Bill O'Reilly is going be pissed when he finds out that his trumped-up war between GE and himself doesn't carry any weight. The real war doesn't even include him. We're talking News Corp. CEO Rupert Murdoch vs. Keith Olbermann.
Murdoch recently spoke at a Wall Street Journal conference and covered a wide range of topics from the presidential election to newspaper industry's decline. He was also asked a question about Keith Olbermann and whether he would hire him.
"No, I fired him five years ago...He's crazy."Olbermann wasted no time in responding and elaborated on the circumstances of his firing from Fox Sports. It turns out he may have gotten involved in affairs that did not concern him such as the potential purchase of the Los Angeles Dodgers by Murdoch. Unfortunately he didn't have a sprightly Chinese sidekick to save his ass from the ax.
Here's Olbermann's response in full from Mediabistro.com.
Firstly, the quote is, according to AlleyInsider.Com, "he was crazy."Don't you know you don't cross Elliot Carver and his Aryan henchmen? I guess Olbermann didn't know the ledge. However he did get the better of Murdoch in Round 1. It's also interesting to see that Fox Sports is run in a similar fashion to Al-Jazerra English. Don't stray too far from the party line, Brett.
I appreciate the difference and apparently Rupert does, too.
But this is actually quite a news story (for a very small group of people who worked with me at Fox Sports, and people who covered tv at the time). I had already been the host of Fox's Baseball coverage for two years when, in April of 2001, I got a tip from outside NewsCorp that Rupert was unofficially shopping the Los Angeles Dodgers, which Murdoch at that time owned. I confirmed the story with an excellent baseball source, then immediately went up my chain of command at Fox.
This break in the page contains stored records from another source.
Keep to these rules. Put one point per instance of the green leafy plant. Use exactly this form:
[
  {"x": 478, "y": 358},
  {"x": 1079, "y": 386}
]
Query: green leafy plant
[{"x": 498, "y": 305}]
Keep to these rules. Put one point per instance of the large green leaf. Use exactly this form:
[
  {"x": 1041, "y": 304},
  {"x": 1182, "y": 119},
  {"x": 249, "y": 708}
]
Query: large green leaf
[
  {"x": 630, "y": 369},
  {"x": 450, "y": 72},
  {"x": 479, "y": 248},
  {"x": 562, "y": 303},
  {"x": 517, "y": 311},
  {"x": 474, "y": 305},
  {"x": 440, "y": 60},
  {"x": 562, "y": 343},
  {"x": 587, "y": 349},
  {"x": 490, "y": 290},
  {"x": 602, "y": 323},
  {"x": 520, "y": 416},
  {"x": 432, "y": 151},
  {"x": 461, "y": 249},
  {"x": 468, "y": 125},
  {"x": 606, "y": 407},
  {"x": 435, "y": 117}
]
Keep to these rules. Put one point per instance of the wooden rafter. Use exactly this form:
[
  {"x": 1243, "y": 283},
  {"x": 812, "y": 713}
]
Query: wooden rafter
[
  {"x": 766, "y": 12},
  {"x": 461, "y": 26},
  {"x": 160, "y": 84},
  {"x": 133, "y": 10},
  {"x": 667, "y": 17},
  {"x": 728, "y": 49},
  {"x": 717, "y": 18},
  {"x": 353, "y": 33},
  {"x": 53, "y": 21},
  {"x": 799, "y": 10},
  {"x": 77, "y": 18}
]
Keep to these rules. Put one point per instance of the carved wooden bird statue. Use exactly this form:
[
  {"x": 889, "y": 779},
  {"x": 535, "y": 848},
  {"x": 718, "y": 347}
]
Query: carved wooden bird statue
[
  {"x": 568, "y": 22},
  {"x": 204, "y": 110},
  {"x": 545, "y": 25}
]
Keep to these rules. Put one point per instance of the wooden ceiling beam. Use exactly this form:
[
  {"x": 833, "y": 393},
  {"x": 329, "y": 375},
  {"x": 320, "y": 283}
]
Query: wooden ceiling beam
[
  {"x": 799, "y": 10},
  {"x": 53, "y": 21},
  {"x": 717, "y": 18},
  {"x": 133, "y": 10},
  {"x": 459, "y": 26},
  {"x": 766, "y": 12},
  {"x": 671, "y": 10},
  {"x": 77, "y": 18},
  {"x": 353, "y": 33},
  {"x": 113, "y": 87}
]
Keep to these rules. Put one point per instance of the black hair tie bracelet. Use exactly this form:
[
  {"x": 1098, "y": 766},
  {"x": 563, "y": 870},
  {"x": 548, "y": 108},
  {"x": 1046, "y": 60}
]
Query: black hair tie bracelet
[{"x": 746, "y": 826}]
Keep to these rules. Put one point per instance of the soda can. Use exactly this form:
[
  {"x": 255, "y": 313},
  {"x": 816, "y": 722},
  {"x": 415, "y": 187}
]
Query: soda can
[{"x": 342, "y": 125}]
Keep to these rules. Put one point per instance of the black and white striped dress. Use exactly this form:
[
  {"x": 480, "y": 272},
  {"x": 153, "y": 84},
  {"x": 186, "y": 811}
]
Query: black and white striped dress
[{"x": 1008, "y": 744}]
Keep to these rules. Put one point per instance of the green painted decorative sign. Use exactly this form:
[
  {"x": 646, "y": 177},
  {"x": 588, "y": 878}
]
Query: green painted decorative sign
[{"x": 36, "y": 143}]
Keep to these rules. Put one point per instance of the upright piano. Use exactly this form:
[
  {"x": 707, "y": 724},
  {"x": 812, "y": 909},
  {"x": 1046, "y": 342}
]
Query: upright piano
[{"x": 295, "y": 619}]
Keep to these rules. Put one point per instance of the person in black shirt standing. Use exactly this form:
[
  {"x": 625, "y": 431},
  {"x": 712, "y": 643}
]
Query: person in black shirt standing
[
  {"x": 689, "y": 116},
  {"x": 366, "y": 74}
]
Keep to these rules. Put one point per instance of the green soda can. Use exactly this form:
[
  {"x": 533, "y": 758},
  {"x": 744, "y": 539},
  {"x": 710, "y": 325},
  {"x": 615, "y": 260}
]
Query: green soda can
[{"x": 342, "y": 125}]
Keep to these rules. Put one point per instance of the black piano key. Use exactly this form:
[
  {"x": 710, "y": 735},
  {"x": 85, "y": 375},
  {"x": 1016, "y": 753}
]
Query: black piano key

They all said "if it's solid, go with it," but I suggested we get the corporate viewpoint on this, so they put me in touch with Rupert's PR guy in New York.
I said, in short, this is your candy store, if you don't want me to run this, I'm not running it, and I'm not leaking it, but at minimum you should know the story's out there. And the guy's answer was, thanks for thinking of us, here's our official denial, please report it and whatever your sources tell you, just please make clear that none of your sources are within the company (baseball was, and is, extremely touchy about when a team is, or isn't, "officially" for sale, and woe betide the owner who makes a deal before the "officially" kicks in).
So I ran the Dodgers-Are-Unofficially-For-Sale story (with the "the sources aren't NewsCorp" caveat taking almost as long as the story itself) and everything was swell. And two weeks later, the day before the annual Fox Baseball Meeting convened in L.A., my agent was suddenly notified "he's no longer the host for baseball." This is a week or so before our first game of the week. A day or two later it was "come in and clean out your office."
And a day or so after that I got a call from a friend who's a prominent tv sports beat writer, and he says, I'm hearing Rupert Murdoch just found out about your Dodgers story and personally ordered you fired.
It had never crossed my mind that the two things weren't coincidental. I never could prove that that's what happened, but nor did I ever get any other answer as to why they took me off, considering that in two years we'd been twice nominated for the Emmy for best studio sportscast — and won once (with our competition being all the ESPN shows and hour-long NFL extravaganzas). Months later, the guy who ran sports, David Hill, told another tv sports beat writer that he still thought I was the best sportscaster in the world.
So: I appreciate Rupert finally owning up to firing me because I followed his rules.
And as to the "crazy" part, he had to pay me $800,000 for the rest of 2001, and lord knows how many tens of millions I've helped MSNBC take out of his pocket ever since — so: who's crazy?